A good week doesn't necessarily make for a turnaround. But with the arrest of Faisal Shahzad in connection with Saturday's attempted bombing in Times Square, Holder and the law enforcement agencies he oversees were able to claim a victory for the administration.
Similarly, the American people reasonably expect the Justice Department to swiftly arrest the suspects in major crimes. This begs the question, does the Washington Post believe that our government is really so dysfunctional that when the government succeeds at something it is supposed to do, it is a "glorious victory?" Moreover, the Post describes this not as a victory in the war on terror, but for the Obama Administration--that is to say, a political victory. More to the point, does the Post believe that it is a "glorious victory" when the Obama Administration is only just barely less incompetent than would-be terrorists?

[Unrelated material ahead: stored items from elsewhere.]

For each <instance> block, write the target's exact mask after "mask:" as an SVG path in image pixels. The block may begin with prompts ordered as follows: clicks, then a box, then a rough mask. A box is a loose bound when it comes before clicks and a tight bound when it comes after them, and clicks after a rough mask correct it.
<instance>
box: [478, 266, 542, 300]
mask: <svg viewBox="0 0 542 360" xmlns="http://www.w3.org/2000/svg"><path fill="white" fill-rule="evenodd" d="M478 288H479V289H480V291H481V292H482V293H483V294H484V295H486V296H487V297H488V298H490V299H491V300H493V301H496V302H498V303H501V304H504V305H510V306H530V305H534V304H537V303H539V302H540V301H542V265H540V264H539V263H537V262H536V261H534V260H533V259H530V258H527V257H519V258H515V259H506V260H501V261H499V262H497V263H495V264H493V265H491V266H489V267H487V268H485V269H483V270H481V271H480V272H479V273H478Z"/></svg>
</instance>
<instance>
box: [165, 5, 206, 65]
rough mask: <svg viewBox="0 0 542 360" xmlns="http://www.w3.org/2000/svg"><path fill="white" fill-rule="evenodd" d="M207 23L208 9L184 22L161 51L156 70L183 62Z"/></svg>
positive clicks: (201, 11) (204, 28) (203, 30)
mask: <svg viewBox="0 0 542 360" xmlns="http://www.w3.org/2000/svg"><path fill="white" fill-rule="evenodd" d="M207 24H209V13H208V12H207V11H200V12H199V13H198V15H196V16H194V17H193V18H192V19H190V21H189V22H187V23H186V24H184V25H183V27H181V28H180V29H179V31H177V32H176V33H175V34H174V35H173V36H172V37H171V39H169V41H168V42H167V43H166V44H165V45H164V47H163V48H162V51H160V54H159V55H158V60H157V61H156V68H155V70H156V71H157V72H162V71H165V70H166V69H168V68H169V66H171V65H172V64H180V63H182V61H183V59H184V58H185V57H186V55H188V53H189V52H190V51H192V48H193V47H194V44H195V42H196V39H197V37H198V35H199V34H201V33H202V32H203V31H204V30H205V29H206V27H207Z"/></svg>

All joking aside, there is something more ominous in this episode. In both this case and in the failed Christmas Day underpants bombing, the al-Qaeda network clearly did not deploy their A-team. In both cases, horrific loss of life was only averted by the would-be bomber's own incompetence. One has to wonder if these attacks were even meant to succeed, or if instead, the terrorist masterminds who still survive in some cave in Afghanistan are using these attempts to probe for weaknesses in our defenses. If this is true, these failed attempts are victories not for us, but for al-Qaeda.